Halfway across the bridge, the dumplings and doughnuts are getting to me. I almost turn us back around but then decide not to be an idiot.
We touch down in Brooklyn, turn left and almost instantly there's some kind of photography art exhibition printed on tarpaulin and hung up on a wire fence. I head for DUMBO because all I know about DUMBO is that the Etsy offices are there and that DUMBO stands for Down Under the Manhattan Bridge Overpass.
Luckily, there's more to it than that. There's P.S. Bookshop, a big second hand bookstore that actually has couches and chairs. The Manhattan bookstores we've been to so far haven't exactly been big on giving you somewhere to sit and when they do, it's a pretty begrudging narrow bench or windowsill.
From Washingston Street, there's a kickass view of the Manhattan Bridge, the Hudson and the Empire State Building. There's a carousel and a promenade. A newly-married couple are having their pictures taken. She's got an off-the-shoulder puffy gown on and I'm sure she's colder than a witches tit. I can see her teeth chattering.

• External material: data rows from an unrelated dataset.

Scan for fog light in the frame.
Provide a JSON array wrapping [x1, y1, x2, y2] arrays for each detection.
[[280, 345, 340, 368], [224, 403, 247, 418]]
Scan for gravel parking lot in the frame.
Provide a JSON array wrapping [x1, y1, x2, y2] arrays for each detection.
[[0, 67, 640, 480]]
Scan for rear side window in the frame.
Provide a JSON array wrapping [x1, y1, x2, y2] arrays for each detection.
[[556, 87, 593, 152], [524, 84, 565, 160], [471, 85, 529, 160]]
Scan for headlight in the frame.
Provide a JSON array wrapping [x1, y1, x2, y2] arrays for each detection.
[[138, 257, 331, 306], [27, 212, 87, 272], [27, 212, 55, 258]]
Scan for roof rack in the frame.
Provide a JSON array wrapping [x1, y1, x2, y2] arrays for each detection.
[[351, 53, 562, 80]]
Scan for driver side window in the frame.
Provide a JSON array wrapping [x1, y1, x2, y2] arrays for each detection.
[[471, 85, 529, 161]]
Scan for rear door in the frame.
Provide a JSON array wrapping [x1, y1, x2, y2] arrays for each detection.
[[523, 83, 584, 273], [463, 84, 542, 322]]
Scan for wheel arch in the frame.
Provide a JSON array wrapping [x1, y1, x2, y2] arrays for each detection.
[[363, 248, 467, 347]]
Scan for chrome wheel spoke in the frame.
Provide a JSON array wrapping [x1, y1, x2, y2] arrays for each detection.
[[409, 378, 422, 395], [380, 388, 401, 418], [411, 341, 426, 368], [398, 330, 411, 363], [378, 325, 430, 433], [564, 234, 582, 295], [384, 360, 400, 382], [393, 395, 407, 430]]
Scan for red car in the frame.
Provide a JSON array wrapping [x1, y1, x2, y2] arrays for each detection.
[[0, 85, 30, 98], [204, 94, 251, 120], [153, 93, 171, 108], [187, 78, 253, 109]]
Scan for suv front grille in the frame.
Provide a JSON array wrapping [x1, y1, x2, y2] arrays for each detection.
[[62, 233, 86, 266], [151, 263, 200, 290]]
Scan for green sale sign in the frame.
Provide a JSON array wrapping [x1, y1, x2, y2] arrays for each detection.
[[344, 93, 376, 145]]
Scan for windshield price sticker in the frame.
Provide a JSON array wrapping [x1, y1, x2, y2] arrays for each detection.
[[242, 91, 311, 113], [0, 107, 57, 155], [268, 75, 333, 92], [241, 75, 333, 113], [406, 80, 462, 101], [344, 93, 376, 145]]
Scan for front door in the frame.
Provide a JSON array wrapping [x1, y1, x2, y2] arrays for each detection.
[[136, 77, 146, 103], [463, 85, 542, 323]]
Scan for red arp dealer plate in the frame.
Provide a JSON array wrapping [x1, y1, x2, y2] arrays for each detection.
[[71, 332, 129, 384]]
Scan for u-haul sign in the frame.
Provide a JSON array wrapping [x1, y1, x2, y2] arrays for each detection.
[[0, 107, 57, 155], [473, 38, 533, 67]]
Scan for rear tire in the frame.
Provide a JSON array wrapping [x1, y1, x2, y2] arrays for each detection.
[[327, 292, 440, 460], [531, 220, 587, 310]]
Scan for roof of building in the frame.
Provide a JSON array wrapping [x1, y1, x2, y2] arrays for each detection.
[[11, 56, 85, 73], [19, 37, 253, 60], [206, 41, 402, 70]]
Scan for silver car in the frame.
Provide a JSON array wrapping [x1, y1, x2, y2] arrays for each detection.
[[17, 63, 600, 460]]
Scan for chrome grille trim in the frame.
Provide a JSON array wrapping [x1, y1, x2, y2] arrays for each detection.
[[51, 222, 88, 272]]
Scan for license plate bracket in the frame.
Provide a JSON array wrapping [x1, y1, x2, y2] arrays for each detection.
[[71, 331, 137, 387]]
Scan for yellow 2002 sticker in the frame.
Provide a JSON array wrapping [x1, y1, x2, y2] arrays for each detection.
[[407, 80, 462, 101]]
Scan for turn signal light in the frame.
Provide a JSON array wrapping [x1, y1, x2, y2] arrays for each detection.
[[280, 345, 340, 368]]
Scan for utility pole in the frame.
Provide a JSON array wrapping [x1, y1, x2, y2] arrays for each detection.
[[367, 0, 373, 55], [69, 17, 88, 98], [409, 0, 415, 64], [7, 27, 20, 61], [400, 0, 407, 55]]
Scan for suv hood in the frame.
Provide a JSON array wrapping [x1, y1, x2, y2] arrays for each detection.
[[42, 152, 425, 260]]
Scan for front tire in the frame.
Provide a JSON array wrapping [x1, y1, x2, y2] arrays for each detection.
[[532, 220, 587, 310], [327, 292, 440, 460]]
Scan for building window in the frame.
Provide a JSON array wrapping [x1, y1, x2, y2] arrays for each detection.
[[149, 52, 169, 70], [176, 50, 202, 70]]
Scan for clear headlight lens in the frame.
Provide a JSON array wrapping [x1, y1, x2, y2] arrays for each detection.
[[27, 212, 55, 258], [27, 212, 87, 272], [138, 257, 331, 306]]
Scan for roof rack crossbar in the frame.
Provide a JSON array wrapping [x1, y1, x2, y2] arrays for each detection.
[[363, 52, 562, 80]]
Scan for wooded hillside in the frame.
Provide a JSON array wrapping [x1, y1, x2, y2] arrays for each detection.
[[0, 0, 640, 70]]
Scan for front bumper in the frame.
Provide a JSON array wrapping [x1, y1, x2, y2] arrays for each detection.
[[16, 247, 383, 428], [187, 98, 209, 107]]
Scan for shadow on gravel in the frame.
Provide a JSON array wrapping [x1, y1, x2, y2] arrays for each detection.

For the rest of the night, we veg out at the Brooklyn Roasting Company. It's cosy, there's free wi-fi and it's a bit of barn, meaning there's plenty of room for everyone with a quieter area round the back. I chortle over Tina Fey's Bossypants bought from P.S. Bookshop for a bargain $8 then move on to a copy of the Babysitter's Club Snowbound that I found floating round the cafe.
The bad weather rolls in the next day and my mood plummets. Maybe it was the Frankie magazine sighting, maybe it was the four hours of walking the day before, maybe it's the concrete coloured sky and the wind chill that can strip you to the bone in a second even when you're wearing four layers, a hat, a scarf, and the hood up on your jacket.
We manage a listless stroll around the 6 mile loop of Central Park. I sight the Guggenheim and declare it smaller than expected. The Upper East Side is filled with nannies picking up school kids and dog walkers.